Oleh : Fauzan Anwar Sandiah
*Pada intinya catatan ini dibuat hanya untuk mengatakan bahwa apa yang disebut kemerdekaan adalah merasa tidak perlu untuk berkuasa.
Setiap minggu, saya akan
menghabiskan sore hari bersama anak-anak. Kami menamakan kegiatan ini dengan
sebutan “RBK For Kidz”. Paling sedikit, atau rata-rata ada sekitar 7 anak yang
akan hadir. Oleh karena varian umur mereka berbeda secara ekstrim, maka saya
putuskan untuk mengajak mereka menemukan sendiri kebahagiaan apa yang
dikehendaki mereka setiap minggunya. Pertama-pertama biasanya akan kami habiskan
dengan menyantap makanan kecil, seperti buah-buahan. Sesi ini akan menghabiskan
paling tidak sepertiga dari pertemuan saya.
Kembali ke menemukan
kebahagiaan. Saya merasa upaya advokasi literasi yang menjadi misi utama
komunitas kami adalah sebuah proses untuk sama-sama belajar menemukan kebajikan-kebajikan.
Mencari optimisme dalam tumpukan jerami kehidupan yang kadang dipandang keras
akan kita hancurkan dengan pandangan yang menghasilkan kekuatan positif. Maka,
anak-anak yang mengikuti sesi saya pada awalnya tidak mendapatkan apa-apa.
Pertemuan pertama saya habiskan untuk bercerita saja. Pertemuan kedua saya
habiskan untuk pelajaran sekolah. Saya nampaknya belum menemukan sesuatu yang
bisa menginspirasi diri saya dan kami semua pada saat itu.
Pada suatu ketika, saya
merasa bingung ketika ada sedikit pertentangan di antara anak-anak.

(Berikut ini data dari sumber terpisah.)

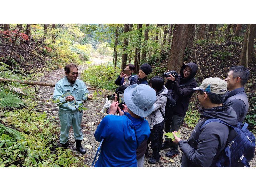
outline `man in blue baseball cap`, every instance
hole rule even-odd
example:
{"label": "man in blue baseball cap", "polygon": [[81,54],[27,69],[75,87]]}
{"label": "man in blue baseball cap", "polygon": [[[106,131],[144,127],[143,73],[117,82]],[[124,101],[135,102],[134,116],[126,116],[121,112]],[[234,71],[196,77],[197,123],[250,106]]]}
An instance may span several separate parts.
{"label": "man in blue baseball cap", "polygon": [[[149,124],[143,117],[153,111],[156,91],[145,84],[131,85],[124,91],[124,99],[125,111],[118,101],[114,102],[109,114],[95,132],[97,141],[104,139],[95,167],[137,167],[136,149],[149,137]],[[119,116],[115,115],[117,110]]]}

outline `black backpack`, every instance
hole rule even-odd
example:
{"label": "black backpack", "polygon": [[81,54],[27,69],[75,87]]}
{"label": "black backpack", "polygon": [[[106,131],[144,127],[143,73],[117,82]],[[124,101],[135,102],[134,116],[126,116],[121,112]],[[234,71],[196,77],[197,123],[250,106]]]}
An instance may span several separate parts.
{"label": "black backpack", "polygon": [[164,121],[169,120],[172,117],[172,114],[173,113],[173,109],[176,104],[176,101],[172,97],[171,94],[171,91],[168,91],[168,93],[164,94],[162,96],[166,97],[166,105],[165,105],[165,113],[164,114],[161,108],[159,109],[161,114],[164,118]]}

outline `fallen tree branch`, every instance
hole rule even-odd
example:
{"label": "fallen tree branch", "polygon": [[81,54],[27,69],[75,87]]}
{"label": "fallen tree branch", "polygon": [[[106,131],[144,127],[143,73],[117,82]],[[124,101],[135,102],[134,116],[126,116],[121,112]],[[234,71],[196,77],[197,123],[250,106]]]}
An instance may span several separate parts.
{"label": "fallen tree branch", "polygon": [[[5,82],[12,82],[12,81],[16,81],[18,82],[20,84],[26,84],[28,85],[32,85],[30,86],[27,88],[30,88],[34,86],[49,86],[50,87],[54,87],[55,86],[55,84],[51,83],[48,82],[44,81],[28,81],[26,80],[13,80],[12,79],[8,79],[7,78],[0,78],[0,81]],[[23,88],[22,88],[23,89]],[[100,90],[97,88],[93,88],[87,87],[88,90],[95,90],[96,91],[100,91]]]}

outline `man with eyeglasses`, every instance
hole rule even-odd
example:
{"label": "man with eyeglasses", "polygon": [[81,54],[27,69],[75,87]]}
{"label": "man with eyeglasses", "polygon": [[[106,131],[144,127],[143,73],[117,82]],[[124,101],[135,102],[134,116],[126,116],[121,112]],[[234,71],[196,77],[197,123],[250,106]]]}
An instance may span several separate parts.
{"label": "man with eyeglasses", "polygon": [[[190,62],[183,65],[180,70],[180,74],[175,78],[171,74],[165,86],[168,91],[171,91],[171,95],[176,101],[173,109],[172,117],[165,121],[164,131],[165,133],[178,131],[184,121],[186,112],[188,108],[189,100],[195,90],[193,88],[197,87],[197,83],[194,77],[198,69],[197,64]],[[179,155],[178,145],[173,143],[167,137],[163,144],[161,149],[167,148],[171,149],[166,153],[169,157],[173,158]]]}

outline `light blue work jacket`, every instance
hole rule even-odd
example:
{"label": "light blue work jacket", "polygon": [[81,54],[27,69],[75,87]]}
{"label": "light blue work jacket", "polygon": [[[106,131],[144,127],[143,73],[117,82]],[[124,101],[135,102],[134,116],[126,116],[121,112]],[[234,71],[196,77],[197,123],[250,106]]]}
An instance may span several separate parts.
{"label": "light blue work jacket", "polygon": [[[79,104],[83,103],[83,100],[87,99],[89,93],[86,86],[82,80],[76,79],[72,86],[65,76],[55,85],[53,99],[60,100],[59,110],[60,111],[72,114],[79,111],[76,108],[83,107]],[[65,101],[65,98],[70,95],[75,98],[76,101],[75,104],[75,100],[68,102]]]}

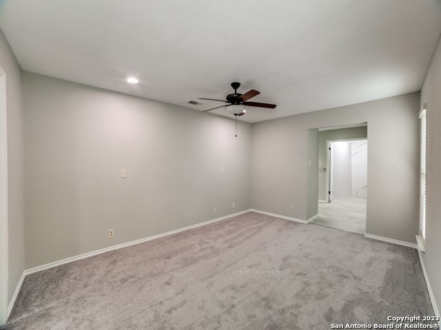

Saat sedang
mengajar matematika, sebagian anak minta diajari puisi. Saya sudah sepakat
untuk mengikuti kemauan anak-anak, tapi seperti biasa, itu tidak dapat lurus
dengan cepat. Saya melihat seorang anak
yang sedang antusias mengerjakan pecahan desimal mengkerutkan dahi karena tidak
setuju pada permintaan pelajaran puisi. Nah, saya berusaha untuk tidak
mengambil tindakan apa-apa. Saya meminta kepada masing-masing anak untuk
mendiskusikan masalah tersebut. Saya katakan kepada mereka, mari kita buat
komitmen kecil hari ini—harus ada yang mengalah. Ternyata diskusi tersebut
malah berubah menjadi beku. Masing-masing anak kemudian mulai mengkritik saya,
kata mereka, saya saja yang memilih. Akhirnya saya minta kubu matematik untuk
menyelesaikan pecahan desimal, sembari saya menuliskan puisi di papan tulis. Anak-anak
tiba-tiba fokus kembali.
Menurut saya, itu bukan
keputusan yang tepat, meskipun dapat meredakan keributan (keramaian) sebentar.
Tapi saya cukup senang, mereka ingin aktif mengemukakan pendapat. Apapun itu,
saya benar-benar ingin mereka menjadi begitu orisinal. Ya, dengan mengemukakan
pendapat biasanya kita akan menemukan makna baru. Saya masih belum memutuskan
apakah harus menyela di antara debat anak-anak yang menjurus pada pelecehan
verbal atau tidak. Jadi saya menunggu hingga selesai sesi baru kemudian saya
menutupnya dengan doa yang isinya kurang lebih tentang penerimaan diri,
penghargaan terhadap sesama manusia.
Saya sadar sepenuhnya
anak-anak mengajari kita hal-hal yang sederhana tentang betapa pentingnya
menjadi diri sendiri. Betapa pentingnya berkutat dengan “ego-halus” dan
kemudian mencari sendiri kebaikan. Setelah selesai berdoa, anak-anak menjadi
ramai lagi dan mulai mengucapkan salam. Nampaknya pertentangan tadi tidak
berbekas sedikit pun. Benar, mereka pulang tanpa membawa kebencian. Ah, saya
jadi iri dengan mereka, pasti pulang kembali dalam pelukan alam, dalam pelukan
angin, seperti kata seorang pujangga yang saya lupa—Anak Angin.